3. Subscriber’s Representations and Warranties.
The undersigned hereby represents and warrants as follows:
3.1 The undersigned is acquiring the Shares for the undersigned’s own account for investment, not for the interest of any other person, not for resale to any other person and not with a view to or in connection with a sale or distribution.
3.2 The undersigned has sufficient knowledge and experience in financial and business matters so that he is capable of evaluating the merits and risks of an investment in the Shares and of protecting his interests in connection with such investment, or he has obtained the advice of an attorney, a certified public accountant, or an investment advisor registered under the Investment Advisors Act of 1940 or under the Michigan Uniform Securities Act of 2002, with respect to the merits and risks of an investment in the Shares and the protection of his interests.
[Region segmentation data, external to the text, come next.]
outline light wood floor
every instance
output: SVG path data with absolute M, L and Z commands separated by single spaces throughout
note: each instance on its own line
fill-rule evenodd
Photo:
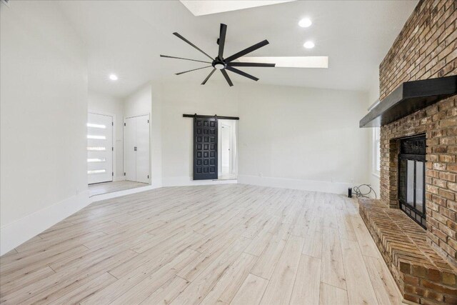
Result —
M 88 187 L 89 196 L 91 197 L 92 196 L 100 195 L 101 194 L 125 191 L 126 189 L 136 189 L 137 187 L 147 186 L 149 184 L 127 180 L 89 184 Z
M 243 184 L 94 203 L 0 271 L 11 304 L 401 303 L 355 201 Z

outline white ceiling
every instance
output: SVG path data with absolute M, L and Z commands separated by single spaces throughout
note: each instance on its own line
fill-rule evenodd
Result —
M 194 16 L 179 1 L 62 1 L 64 14 L 84 40 L 89 89 L 117 97 L 152 80 L 178 79 L 196 86 L 210 69 L 176 76 L 205 64 L 159 54 L 206 60 L 172 34 L 177 31 L 206 53 L 217 54 L 219 24 L 227 24 L 224 56 L 265 39 L 255 56 L 328 56 L 328 69 L 243 68 L 259 83 L 367 91 L 379 63 L 417 1 L 296 1 L 239 11 Z M 301 28 L 309 17 L 313 25 Z M 316 47 L 305 49 L 313 40 Z M 119 76 L 113 82 L 111 73 Z M 253 82 L 229 72 L 235 86 Z M 211 81 L 222 80 L 220 73 Z

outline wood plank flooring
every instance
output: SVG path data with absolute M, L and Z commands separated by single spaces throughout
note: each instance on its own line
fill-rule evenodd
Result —
M 0 303 L 385 305 L 401 296 L 356 201 L 224 184 L 91 204 L 0 258 Z

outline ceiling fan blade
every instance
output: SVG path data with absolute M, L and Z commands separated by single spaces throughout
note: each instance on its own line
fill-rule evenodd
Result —
M 200 70 L 200 69 L 202 69 L 209 68 L 210 66 L 203 66 L 201 68 L 193 69 L 192 70 L 184 71 L 184 72 L 176 73 L 175 74 L 176 75 L 184 74 L 184 73 L 191 72 L 191 71 L 196 71 L 196 70 Z
M 222 72 L 222 75 L 224 75 L 224 77 L 226 78 L 226 81 L 227 81 L 227 82 L 228 83 L 228 86 L 230 86 L 231 87 L 233 86 L 233 83 L 231 82 L 231 80 L 230 79 L 230 77 L 228 77 L 228 74 L 227 74 L 227 72 L 226 72 L 224 69 L 221 70 L 221 72 Z
M 174 33 L 173 33 L 173 34 L 174 36 L 176 36 L 176 37 L 179 37 L 179 38 L 181 39 L 182 40 L 184 40 L 184 41 L 187 42 L 189 44 L 190 44 L 191 46 L 194 46 L 195 49 L 196 49 L 197 50 L 200 51 L 204 54 L 206 55 L 211 61 L 213 60 L 213 58 L 211 56 L 210 56 L 206 53 L 205 53 L 203 51 L 201 51 L 201 49 L 199 49 L 199 47 L 197 46 L 196 46 L 195 44 L 192 44 L 191 41 L 189 41 L 189 40 L 186 39 L 184 37 L 181 36 L 179 34 L 179 33 L 174 32 Z
M 203 81 L 203 83 L 201 83 L 202 85 L 204 85 L 205 84 L 206 84 L 206 81 L 208 81 L 208 80 L 209 79 L 210 77 L 211 77 L 211 75 L 213 75 L 213 73 L 214 73 L 214 71 L 216 71 L 216 68 L 213 69 L 213 71 L 211 71 L 211 72 L 209 72 L 209 74 L 208 74 L 208 76 L 206 76 L 206 78 L 205 79 L 204 81 Z
M 196 60 L 196 59 L 185 59 L 183 57 L 175 57 L 175 56 L 169 56 L 168 55 L 160 55 L 161 57 L 166 57 L 167 59 L 184 59 L 186 61 L 199 61 L 199 62 L 204 62 L 206 64 L 211 64 L 211 62 L 209 61 L 199 61 L 199 60 Z
M 232 55 L 230 57 L 228 57 L 225 59 L 226 62 L 230 62 L 234 59 L 236 59 L 238 57 L 241 57 L 246 54 L 247 54 L 248 53 L 251 53 L 253 51 L 256 51 L 257 49 L 260 49 L 262 46 L 265 46 L 267 44 L 268 44 L 269 42 L 268 40 L 265 39 L 263 41 L 259 42 L 258 44 L 256 44 L 253 46 L 249 46 L 248 48 L 245 49 L 243 51 L 240 51 L 238 53 L 235 53 L 233 55 Z
M 256 76 L 253 76 L 251 74 L 248 74 L 246 72 L 243 72 L 242 71 L 238 70 L 238 69 L 235 69 L 235 68 L 232 68 L 231 66 L 226 66 L 226 69 L 228 71 L 231 71 L 233 73 L 236 73 L 237 74 L 240 74 L 242 75 L 244 77 L 247 77 L 248 79 L 253 79 L 256 81 L 258 81 L 258 79 L 256 78 Z
M 224 46 L 226 44 L 226 34 L 227 33 L 227 26 L 221 24 L 221 30 L 219 31 L 219 59 L 222 59 L 224 56 Z
M 263 64 L 259 62 L 229 62 L 228 66 L 263 66 L 265 68 L 274 68 L 276 64 Z

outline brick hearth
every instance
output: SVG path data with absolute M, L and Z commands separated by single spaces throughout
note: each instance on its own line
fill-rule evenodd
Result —
M 380 100 L 403 82 L 457 75 L 457 1 L 421 0 L 379 66 Z M 425 134 L 424 230 L 398 209 L 399 139 Z M 380 201 L 360 213 L 405 299 L 457 304 L 457 96 L 381 128 Z
M 453 268 L 426 242 L 426 231 L 402 211 L 359 199 L 360 214 L 405 299 L 457 304 Z
M 457 1 L 421 0 L 379 67 L 380 99 L 403 81 L 457 74 Z M 382 101 L 381 101 L 382 102 Z M 381 199 L 397 208 L 398 139 L 426 134 L 427 242 L 457 268 L 457 97 L 381 129 Z

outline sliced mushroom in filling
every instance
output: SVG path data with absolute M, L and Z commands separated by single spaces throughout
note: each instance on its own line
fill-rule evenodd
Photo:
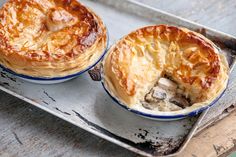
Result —
M 169 78 L 162 77 L 141 101 L 144 108 L 159 111 L 177 111 L 191 106 L 184 90 Z

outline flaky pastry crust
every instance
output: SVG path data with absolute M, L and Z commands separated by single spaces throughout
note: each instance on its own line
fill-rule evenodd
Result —
M 225 89 L 228 64 L 216 46 L 186 28 L 168 25 L 138 29 L 111 49 L 103 61 L 104 84 L 134 107 L 163 75 L 185 89 L 192 106 L 204 106 Z
M 101 19 L 76 0 L 10 0 L 0 10 L 0 64 L 33 77 L 85 70 L 103 54 Z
3.3 The undersigned has had an opportunity to ask questions of and receive answers from representatives of the Company with respect to this Offering. The Company has provided the undersigned with all documents requested and has provided answers to all of the undersigned’s questions relating to an investment in the Company. In addition, the undersigned has had an opportunity to discuss this investment with representatives of the Company and to ask questions of them.
3.4 The undersigned is acquiring the Shares and has been furnished with the Company Organizational Documents, the Shareholder Agreement, the Voting Agreement and has access to the registration statement. The undersigned has not been furnished with any prospectus or other offering literature.
3.5 The undersigned understands that an investment in the Company is speculative and involves a high degree of risk, and the undersigned has carefully reviewed and is aware of all of the risk factors related to the purchase of the Shares.
3.6 The undersigned understands that there is no market for the Shares, and it is not anticipated that such a market will develop.
3.7 If this Subscription Agreement is executed and delivered on behalf of a partnership, trust, corporation or other entity: the undersigned has been duly authorized to execute and deliver this Subscription Agreement and all other documents and instruments (if any) executed and delivered on behalf of such entity in connection with its purchase of Shares subscribed for.
3.8 The Company and the other purchasers are relying on the truth and accuracy of the declarations, representations and warranties herein made by the undersigned. Accordingly, the foregoing representations and warranties and undertakings are made by the undersigned with the intent that they may be relied upon in determining his/her suitability as a purchaser. The undersigned agrees that such representations and warranties shall survive the acceptance of the undersigned as a purchaser, and the undersigned indemnifies and agrees to hold harmless, the Company and each other purchaser from and against all damages, claims, expenses, losses or actions resulting from the untruth of any of the warranties and representations contained in this Subscription Agreement.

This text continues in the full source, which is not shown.